SIR JOHN MENTEITH OF RUSKY, supra, p. 21.

In the Appendix to the Memoirs of Merchiston there is a reply to Mr Tytler's controversial note in his History of Scotland regarding Sir John Menteith, prefaced by the following sentence: "The family of Rusky, the honours of whose eldest coheiress descended to Napier, flowed from Sir John de Menteith, second son to Walter Earl of Menteith, who was third son of Walter, High Steward of Scotland. This lineal ancestor of our Philosopher has been most groundlessly maligned, and to remove an idle calumny from the honourable house of Menteith is to clear history of a blot and a fable." The object of the historical examination being, as said, to remove an idle calumny from the family of Menteith, a coheiress of which family the Inventor of Logarithms unquestionably represented, it matters little to the propriety of its insertion in the Memoirs, whether the Sir John Menteith in question was the lineal ancestor of our Philosopher or not. His lineal ancestor, Walter Menteith of Rusky, Thom, &c. was undoubtedly the son of a Sir John Menteith, for there is a charter "Murdaci Comitis de Menteth, filius Domini Alexandri Comitis de Menteth terrarum de Thom in Comitat. de Menteth, Waltero de Menteth, filio quondam Domini Johannis de Menteth." Upon a chronological consideration of the matter, nothing is more natural to suppose than that Sir John Menteith, mentioned above as Walter's father, was

the Sir John in question.
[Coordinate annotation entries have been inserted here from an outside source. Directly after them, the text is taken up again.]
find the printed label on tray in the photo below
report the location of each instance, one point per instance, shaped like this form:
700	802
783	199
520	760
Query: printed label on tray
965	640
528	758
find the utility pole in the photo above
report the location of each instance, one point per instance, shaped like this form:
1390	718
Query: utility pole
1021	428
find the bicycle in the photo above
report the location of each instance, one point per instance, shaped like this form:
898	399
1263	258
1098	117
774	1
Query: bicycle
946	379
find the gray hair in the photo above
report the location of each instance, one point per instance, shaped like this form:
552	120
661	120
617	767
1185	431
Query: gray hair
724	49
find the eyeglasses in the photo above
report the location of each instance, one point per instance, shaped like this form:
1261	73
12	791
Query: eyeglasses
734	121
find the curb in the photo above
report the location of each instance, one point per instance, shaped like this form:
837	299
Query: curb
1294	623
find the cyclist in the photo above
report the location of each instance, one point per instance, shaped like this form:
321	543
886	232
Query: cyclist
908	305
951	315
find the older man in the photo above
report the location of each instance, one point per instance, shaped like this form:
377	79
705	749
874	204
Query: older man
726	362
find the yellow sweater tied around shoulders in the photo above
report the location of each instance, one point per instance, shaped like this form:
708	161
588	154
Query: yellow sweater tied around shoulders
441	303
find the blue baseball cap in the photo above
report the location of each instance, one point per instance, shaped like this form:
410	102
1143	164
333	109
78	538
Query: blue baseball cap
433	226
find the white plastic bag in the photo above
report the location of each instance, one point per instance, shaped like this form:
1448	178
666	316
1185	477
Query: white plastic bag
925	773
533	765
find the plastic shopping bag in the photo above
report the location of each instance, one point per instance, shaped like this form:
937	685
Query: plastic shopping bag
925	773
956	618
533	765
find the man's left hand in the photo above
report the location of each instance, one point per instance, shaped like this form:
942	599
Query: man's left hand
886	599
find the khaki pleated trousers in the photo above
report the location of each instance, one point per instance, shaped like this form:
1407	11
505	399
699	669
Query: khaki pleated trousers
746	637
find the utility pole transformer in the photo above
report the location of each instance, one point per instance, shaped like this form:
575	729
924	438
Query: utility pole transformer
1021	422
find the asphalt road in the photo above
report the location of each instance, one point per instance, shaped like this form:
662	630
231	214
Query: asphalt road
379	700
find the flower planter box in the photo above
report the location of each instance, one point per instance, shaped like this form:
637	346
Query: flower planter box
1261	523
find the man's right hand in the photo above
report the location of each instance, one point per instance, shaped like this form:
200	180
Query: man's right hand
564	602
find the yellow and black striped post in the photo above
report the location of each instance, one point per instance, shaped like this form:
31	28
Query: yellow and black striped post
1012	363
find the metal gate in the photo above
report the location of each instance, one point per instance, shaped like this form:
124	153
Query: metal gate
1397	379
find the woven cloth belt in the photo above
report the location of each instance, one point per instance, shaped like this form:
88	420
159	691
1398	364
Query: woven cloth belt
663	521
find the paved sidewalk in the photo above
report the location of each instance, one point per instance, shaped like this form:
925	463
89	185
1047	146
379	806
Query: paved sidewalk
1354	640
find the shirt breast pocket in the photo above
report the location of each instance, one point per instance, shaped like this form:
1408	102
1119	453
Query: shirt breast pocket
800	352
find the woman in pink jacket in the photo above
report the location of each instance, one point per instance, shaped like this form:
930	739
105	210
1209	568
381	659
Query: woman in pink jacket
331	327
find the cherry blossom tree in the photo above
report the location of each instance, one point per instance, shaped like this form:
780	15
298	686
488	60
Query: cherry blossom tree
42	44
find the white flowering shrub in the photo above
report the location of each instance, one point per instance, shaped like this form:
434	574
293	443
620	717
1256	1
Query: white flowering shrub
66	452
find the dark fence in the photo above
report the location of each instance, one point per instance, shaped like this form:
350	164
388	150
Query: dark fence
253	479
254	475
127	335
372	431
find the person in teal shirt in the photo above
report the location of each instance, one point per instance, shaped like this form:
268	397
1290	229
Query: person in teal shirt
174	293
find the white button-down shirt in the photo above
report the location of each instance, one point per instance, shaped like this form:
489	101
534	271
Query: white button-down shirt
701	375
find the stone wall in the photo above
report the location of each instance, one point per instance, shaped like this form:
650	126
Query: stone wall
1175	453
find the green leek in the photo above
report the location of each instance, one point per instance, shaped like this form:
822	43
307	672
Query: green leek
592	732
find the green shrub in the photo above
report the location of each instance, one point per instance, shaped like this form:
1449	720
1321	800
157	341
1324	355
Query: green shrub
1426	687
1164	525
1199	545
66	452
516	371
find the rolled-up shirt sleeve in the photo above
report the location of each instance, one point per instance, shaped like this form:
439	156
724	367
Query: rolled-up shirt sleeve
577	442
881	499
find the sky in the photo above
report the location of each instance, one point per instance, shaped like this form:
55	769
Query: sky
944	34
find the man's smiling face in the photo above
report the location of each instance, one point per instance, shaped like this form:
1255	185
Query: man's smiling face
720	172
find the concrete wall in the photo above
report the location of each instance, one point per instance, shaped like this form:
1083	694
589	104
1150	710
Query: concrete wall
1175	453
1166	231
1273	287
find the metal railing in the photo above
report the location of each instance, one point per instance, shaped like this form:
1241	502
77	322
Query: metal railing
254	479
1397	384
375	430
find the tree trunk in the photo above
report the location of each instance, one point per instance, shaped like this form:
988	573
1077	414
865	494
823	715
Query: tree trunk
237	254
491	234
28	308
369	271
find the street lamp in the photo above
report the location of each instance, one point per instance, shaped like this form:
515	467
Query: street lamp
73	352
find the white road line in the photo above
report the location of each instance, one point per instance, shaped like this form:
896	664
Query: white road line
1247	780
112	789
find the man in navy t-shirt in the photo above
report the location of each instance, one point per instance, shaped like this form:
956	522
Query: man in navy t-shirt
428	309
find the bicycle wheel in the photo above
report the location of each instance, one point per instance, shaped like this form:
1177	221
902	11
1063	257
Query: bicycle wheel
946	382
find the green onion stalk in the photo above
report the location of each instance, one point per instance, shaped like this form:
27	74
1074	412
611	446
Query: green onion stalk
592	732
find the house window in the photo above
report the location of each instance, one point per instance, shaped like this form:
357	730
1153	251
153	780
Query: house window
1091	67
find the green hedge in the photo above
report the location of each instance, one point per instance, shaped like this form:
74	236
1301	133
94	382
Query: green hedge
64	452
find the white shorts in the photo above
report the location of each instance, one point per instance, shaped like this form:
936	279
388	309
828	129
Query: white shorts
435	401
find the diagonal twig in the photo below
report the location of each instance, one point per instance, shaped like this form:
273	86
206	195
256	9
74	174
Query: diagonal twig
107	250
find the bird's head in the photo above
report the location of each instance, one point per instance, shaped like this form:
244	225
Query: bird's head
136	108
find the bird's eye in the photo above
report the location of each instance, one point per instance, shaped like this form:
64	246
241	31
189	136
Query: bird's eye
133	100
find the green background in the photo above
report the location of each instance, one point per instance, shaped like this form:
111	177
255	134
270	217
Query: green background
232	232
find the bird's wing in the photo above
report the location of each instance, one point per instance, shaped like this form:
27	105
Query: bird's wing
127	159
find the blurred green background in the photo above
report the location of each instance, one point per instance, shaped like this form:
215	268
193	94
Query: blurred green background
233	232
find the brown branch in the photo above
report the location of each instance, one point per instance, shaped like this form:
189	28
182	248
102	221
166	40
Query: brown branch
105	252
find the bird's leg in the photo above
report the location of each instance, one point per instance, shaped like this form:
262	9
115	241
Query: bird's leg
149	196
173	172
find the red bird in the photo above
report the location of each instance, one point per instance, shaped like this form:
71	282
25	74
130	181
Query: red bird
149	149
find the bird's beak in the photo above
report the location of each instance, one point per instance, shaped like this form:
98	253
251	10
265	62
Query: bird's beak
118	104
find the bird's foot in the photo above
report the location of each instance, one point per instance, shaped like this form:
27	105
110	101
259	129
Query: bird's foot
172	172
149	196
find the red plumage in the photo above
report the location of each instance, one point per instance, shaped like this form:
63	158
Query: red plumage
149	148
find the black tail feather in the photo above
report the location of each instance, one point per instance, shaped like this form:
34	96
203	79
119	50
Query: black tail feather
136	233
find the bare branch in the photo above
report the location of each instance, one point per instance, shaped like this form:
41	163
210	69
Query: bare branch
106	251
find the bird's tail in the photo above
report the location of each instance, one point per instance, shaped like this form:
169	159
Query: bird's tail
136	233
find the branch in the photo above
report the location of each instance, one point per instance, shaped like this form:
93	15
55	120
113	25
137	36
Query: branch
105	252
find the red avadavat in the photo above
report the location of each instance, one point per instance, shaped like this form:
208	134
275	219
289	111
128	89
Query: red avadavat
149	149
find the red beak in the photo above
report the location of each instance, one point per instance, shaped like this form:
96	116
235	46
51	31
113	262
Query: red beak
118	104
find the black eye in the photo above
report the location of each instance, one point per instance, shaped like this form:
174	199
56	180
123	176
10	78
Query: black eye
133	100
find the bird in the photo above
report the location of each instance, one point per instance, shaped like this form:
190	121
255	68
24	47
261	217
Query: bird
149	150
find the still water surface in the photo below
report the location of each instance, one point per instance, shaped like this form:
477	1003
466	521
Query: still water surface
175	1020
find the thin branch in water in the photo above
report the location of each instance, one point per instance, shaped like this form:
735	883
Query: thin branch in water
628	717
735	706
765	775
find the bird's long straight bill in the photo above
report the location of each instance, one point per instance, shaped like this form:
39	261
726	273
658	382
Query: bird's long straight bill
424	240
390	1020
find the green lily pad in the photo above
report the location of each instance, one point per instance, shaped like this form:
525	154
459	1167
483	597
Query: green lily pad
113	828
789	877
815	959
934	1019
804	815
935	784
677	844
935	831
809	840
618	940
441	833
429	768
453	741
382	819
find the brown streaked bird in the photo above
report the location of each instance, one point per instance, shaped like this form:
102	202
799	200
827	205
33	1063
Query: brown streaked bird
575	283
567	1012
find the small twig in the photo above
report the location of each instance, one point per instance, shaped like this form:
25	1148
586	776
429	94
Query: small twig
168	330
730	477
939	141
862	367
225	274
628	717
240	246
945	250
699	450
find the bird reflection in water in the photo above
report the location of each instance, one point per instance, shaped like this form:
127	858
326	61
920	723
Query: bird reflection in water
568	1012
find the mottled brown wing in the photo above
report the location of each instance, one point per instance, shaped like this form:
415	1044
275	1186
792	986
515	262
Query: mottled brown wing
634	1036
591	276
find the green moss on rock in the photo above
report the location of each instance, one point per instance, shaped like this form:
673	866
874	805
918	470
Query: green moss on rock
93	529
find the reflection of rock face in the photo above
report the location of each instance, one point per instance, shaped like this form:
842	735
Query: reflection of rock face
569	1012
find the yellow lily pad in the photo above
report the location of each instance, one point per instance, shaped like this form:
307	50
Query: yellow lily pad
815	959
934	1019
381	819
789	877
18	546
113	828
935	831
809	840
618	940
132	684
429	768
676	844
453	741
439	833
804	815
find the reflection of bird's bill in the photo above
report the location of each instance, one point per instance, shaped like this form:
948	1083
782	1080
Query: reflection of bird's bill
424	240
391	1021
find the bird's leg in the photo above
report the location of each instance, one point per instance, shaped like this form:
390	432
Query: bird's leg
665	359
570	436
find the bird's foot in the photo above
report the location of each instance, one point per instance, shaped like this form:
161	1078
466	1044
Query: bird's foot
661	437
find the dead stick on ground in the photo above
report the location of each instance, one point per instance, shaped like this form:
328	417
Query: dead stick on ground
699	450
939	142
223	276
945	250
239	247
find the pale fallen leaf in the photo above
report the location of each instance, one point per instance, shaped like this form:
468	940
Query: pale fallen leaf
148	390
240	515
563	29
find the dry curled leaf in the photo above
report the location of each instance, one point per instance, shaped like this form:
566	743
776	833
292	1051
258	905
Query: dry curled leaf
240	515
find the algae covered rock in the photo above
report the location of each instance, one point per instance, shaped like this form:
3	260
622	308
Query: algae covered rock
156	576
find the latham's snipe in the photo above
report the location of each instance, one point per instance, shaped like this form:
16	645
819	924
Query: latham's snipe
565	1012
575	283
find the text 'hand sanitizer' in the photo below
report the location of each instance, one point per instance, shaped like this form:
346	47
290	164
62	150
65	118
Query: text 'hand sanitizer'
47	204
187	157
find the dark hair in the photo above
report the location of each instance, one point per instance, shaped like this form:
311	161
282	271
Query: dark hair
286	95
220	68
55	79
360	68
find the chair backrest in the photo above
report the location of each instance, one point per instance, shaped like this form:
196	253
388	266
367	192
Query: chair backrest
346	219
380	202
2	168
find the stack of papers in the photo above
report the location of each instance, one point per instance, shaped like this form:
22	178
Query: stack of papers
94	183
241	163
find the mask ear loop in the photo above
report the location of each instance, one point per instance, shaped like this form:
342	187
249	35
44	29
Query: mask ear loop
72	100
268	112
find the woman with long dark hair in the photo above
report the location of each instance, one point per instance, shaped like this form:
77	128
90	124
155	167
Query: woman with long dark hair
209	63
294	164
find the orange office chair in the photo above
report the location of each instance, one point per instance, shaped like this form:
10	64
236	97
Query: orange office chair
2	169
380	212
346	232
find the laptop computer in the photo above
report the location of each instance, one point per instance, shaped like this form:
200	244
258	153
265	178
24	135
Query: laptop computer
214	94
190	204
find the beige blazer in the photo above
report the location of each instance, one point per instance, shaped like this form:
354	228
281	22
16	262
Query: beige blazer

It is not impossible, however, that Crawfurd the Peerage writer may be accurate in saying that Sir John, the father of Walter of Rusky, was the son of Earl Alexander, and consequently the brother, instead of the uncle, of Earl Murdac who grants the charter of Thom to Walter. I was not prepared, however, to accede to this latter theory, for the best edition of the Scottish Peerage (Mr Wood's,) gives the Rusky genealogy as adopted in the Memoirs, which appears to be consistent with chronology, and in the laborious antiquarian history of Stirlingshire, both Mr Nimmo, and the Rev. Mr M'Gregor Stirling who so ably re-edited the work, state without any expression of doubt that Menteith, the maligned, who was the brother of Earl Alexander, was Sir John Menteith of Rusky. Mr Riddell would have conferred an obligation had he substituted a certain and accurate descent while he disproved this. But he has done neither one nor other. He proves that Sir John Menteith, the maligned, was at some period of his long life married to Elyne Mar, whose male issue failed, and upon this solitary fact he triumphs as having utterly annihilated the Rusky genealogy. Without pausing to investigate this matter more closely, which requires illustration, we may venture to remind the author of the Tracts that, although it be not allowable hastily to assume a second marriage for the mere purpose of founding a new genealogy, yet, on the other hand, a received genealogy, founded on the plausible evidence to which we have pointed, is neither destroyed nor disturbed by proving a separate marriage previously unknown. Under the circumstances, the inadmissible assumption is on the part of the author of the Tracts. Sir John Menteith married Elyne Mar who had no male representative, ergo, Sir John Menteith (Walter's father) of the same chronology, of the same family, and admitted in the best genealogical histories to be the same man, could not have been the same man, because the presumption is against his having been twice married. Such is Mr Riddell's reasoning on this matter, upon which he grows so merry as to enact the Bachelor Samson Carrasco against the author of the Memoirs, whom he likens to Don Quixote. But he must get a better horse, and new armour, and try it again.